While most people were excited for One Step From Eden from Humble Games because of how it aimed to bring in the best of Slay the Spire and Mega Man Battle Network, it actually got me more hyped to finally play the Mega Man Battle Network games. Having now put in a good amount of time into each entry, Mega Man Battle Network Legacy Collection is one of my favorite collections in recent years with its quality games, visual options, and loads of extras included that complement the great gameplay.
In terms of gameplay features, the collection includes the ability to use borders, adjust the display size, toggle an ugly filter to make everything look bad (I kept this off as you’d expect), adjust music or sound volume, toggle control presets, and adjust the language in-game. For quality of life or accessibility options, you can enable or disable Buster Max Mode which multiples the attack of your normal shot by 100. There are no save states, but you can save fairly often from the menu in each of the games included.
In terms of extras, the collection includes an art gallery for official artwork, a mystery data gallery for art from events and merchandise, a music player featuring the soundtracks and any pre-order content, trophies (nice to have on Switch), and more. I’m pleased with the extra content included in both collections, but wish there was an option to use a single launcher for the games rather than having them split up into two packages.
As of this writing, there is sadly no font option included in Mega Man Battle Network Legacy Collection. The high resolution font, while not terrible, is quite jarring compared to the pixel art of the rest of the game. I hope a pixel-style font can be added in a post launch update. This isn’t as bad as the default Final Fantasy Pixel Remaster font on PC and mobile though.
One other annoyance is in the main menu that has Mega Man act like your actual NetNavi with the interface trying to be like a PET. This is fine initially, but the narration gets old quick. There is a silent option to turn off narration, but it resets on launching the game again for some reason. I hope this can be fixed alongside an option to not display any border or have black borders in-game.
While I couldn’t test much of the online mode pre-release, I managed to get about an hour of playtime with a friend in another country on Switch. Even when wired, it didn’t work too well. I hope it holds up better when the full game releases and more people are playing online. Consider this review based on the offline aspects of Mega Man Battle Network Legacy Collection as of now.
Mega Man Battle Network Legacy Collection on Switch vs PS5 and PS4
I’ll be updating this once I’ve tested the online more on each version, but I have no problems recommending the Switch version of Mega Man Battle Network Legacy Collection. The issues I have with the collection apply to all versions of the game, and you have a great portable option here. If you don’t care about portability, the PS4 version has support for trophies and faster loading in general. It also runs at a higher resolution when compared on my 1440p monitor. This is noticeable right from the start in the main menu on the 3D mdoel.

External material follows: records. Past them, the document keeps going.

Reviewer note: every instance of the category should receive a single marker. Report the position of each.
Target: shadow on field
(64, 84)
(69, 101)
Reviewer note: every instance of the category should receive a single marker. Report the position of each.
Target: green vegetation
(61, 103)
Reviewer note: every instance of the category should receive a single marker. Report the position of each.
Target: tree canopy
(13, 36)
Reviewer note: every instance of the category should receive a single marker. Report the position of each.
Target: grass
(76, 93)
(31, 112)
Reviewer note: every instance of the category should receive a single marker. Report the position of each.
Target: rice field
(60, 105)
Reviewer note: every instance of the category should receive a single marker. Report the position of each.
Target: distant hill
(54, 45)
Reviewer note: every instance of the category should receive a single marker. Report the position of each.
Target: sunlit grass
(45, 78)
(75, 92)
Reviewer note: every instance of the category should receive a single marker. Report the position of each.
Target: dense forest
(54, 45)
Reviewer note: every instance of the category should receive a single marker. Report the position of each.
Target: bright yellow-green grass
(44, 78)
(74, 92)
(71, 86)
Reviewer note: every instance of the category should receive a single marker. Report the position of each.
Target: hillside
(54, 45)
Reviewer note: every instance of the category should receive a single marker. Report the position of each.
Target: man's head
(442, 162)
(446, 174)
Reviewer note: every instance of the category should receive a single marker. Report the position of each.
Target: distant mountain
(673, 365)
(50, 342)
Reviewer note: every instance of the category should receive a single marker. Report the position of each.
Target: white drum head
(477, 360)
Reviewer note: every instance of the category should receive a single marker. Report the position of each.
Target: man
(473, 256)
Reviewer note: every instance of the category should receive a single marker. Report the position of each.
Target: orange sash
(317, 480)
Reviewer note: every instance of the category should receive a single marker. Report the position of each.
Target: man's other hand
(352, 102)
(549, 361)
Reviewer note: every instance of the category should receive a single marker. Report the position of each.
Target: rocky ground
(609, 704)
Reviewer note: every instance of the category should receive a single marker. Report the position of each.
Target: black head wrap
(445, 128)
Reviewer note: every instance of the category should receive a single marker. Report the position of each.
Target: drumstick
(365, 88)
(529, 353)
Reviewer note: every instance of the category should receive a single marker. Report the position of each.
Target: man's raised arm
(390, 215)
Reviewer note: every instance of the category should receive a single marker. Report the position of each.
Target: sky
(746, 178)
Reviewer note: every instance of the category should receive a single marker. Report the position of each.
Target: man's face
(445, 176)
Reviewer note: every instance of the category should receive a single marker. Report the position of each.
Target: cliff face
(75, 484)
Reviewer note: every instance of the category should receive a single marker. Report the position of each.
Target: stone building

Mega Man Battle Network Legacy Collection (the bundle) is an easy recommendation even for even newcomers to Mega Man. I love the gameplay, and Capcom did a lot more than I expected coming into this package with tons of extras, added content, and an accessibility option. While it has a few issues holding it back, Mega Man Battle Network Legacy Collection is another win for Capcom in 2023, and I can’t wait to hopefully play it online over the coming months.